The announcement specifically says:

  • “potential lenders”
  • “multiple term sheets”
  • refinancing the Convertible Note
  • completion well ahead of maturity

That language points towards a conventional lending process rather than an equity transaction.

Potential lenders could be:

  • specialist technology/growth lenders,
  • private credit funds,
  • banks comfortable with IP-backed lending,
  • perhaps a lender familiar with automotive software.

The attraction for SEE:

  • no dilution,
  • removes the overhang of the Magna conversion,
  • keeps upside with shareholders.

The question is interest cost. They may have to pay more than Magna’s effective economics.

2. Mitsubishi strategic loan

Mitsubishi Electric Mobility is already a major shareholder (around 19.9% according to SEE’s investor information).

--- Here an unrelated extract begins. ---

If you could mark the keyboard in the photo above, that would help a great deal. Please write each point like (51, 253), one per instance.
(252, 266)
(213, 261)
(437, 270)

A Mitsubishi-backed refinancing would be very logical if:

  • Mitsubishi views SEE as a strategic asset,
  • it wants to deepen the relationship,
  • it wants to prevent another party gaining influence.

A structure could be:

  • Mitsubishi lends $50–60m
  • no conversion rights
  • commercial partnership expanded
  • perhaps security over certain assets/contracts

That would fit the “avoid dilution” message very well.

I would put Mitsubishi/strategic partner debt at 25–30%.

3. Magna itself refinancing

There is an irony here: Magna is the current lender and understands the asset better than anyone.

But Magna already has exposure. If it wanted more ownership, the existing note gives it a route. A refinancing might be more about preserving its strategic position.

A Magna rollover could be:

  • extend maturity,
  • remove conversion,
  • lower/higher interest depending on negotiations.

Probability maybe 15–20%.

4. Waymo 

Waymo would be exciting, but I think it is the least likely refinancing source.

If Waymo wanted SEE exposure, I would expect:

  • partnership,
  • licensing,
  • acquisition interest,

rather than acting as a lender.

The thing I find most interesting is that SEE’s bargaining position may have improved materially since the Magna note was signed:

  • automotive production volumes are scaling,
  • cars-on-road are now in the millions,
  • ARR is growing.

A lender in 2022 was financing a promising technology company. A lender in 2026 is financing a company with embedded OEM programmes and recurring revenue.

So my view:

OutcomeProbability
Non-dilutive institutional debt50–60%
Mitsubishi-backed strategic refinancing20–30%
Magna rollover10–15%
New convertible<10%
Waymovery low

The more bullish interpretation is: if Mitsubishi or another strategic player provides the refinancing without conversion rights, it could be a quiet signal that they see SEE as strategically valuable and do not want equity dilution to shareholders.

The human writer holds stock in Seeing Machines. (Chat GPT would like to invest but can’t).